The softest of footsteps move down the hall, impossible for me to hear were it not for my vivid imagination. Curled up in satin sheets, daylight winks through the slanting blinds and stripes the bed with molten silver. Throughout the crack beneath the door, I spot your toes pause outside, your hand on the doorknob although the hinges hang open.
Why don’t you come inside?
My mind spins and my heart hammers until my stomach aches. How long do I have to wait? Time has me frozen here, my knuckles red from gripping the bed covers so tightly.
The door is open….
Yet the handle doesn’t twist. A shuffle against the dark wooden floor and I don’t see your shadow there anymore. I’d lift my head, but I’m paralyzed, still as stone in the crevice I’ve embedded into the mattress.
You don’t have to stay for long.
A cold sweat works up my face. I just need to move, just a little bit. To part my lips and cry for you to come back.
But I can’t….
I have no voice, I make no sound that your ears are capable of hearing. Is it because you don’t want to hear me? Because you don’t love me at all. I know this, but still, I’m warm and I have a beating heart. I bleed and I feel. Just tell me that it’ll be alright. Hold me one more time. Give me something to feel.

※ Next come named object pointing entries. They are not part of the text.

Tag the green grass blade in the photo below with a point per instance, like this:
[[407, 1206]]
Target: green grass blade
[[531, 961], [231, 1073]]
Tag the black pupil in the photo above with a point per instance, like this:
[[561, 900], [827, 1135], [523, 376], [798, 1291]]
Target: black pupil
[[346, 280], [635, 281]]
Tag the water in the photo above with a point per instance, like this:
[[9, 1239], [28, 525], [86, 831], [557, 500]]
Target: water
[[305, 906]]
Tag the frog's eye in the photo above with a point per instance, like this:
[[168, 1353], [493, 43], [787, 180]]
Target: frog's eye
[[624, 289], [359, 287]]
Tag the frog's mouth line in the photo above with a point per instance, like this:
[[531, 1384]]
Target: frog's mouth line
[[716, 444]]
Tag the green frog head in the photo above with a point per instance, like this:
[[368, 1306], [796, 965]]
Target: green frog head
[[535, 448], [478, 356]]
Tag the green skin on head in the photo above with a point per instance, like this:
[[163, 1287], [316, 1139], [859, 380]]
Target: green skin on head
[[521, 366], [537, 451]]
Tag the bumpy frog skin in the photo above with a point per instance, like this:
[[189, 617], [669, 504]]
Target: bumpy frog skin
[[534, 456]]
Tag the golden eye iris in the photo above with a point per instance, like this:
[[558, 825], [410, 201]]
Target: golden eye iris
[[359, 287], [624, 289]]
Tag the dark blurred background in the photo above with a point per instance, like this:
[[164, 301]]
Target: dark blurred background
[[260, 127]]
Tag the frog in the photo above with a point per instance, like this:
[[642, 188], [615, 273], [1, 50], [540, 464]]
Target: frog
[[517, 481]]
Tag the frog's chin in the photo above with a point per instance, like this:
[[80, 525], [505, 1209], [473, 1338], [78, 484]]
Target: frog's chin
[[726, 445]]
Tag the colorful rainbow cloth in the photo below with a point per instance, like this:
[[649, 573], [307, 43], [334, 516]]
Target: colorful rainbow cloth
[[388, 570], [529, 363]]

I fear that I’ve turned to stone, and time will no longer wake me in the morning. I’ll never move forward. I’ll never be somebody. I’ll never hope again.
The light through the sheer curtains pools onto the floor. Shadows move, but I can’t. I’m paralyzed. I’m a shattered doll. I’m a broken rose. I’m an eyesore.
In a world without warmth, I’m frozen still, too cold to move. The day is waiting for me, the sun fatigued, and yet I haven’t budged from my pillow. My skin is stuck to the cloth with tears like hot glue. My pained breaths echo through the room.
I just can’t move.
And until I do, I’ll bask in the rays of an eternal noon. The stars won’t come out to consider my fancies. My wishes float idly toward the ever waning moon.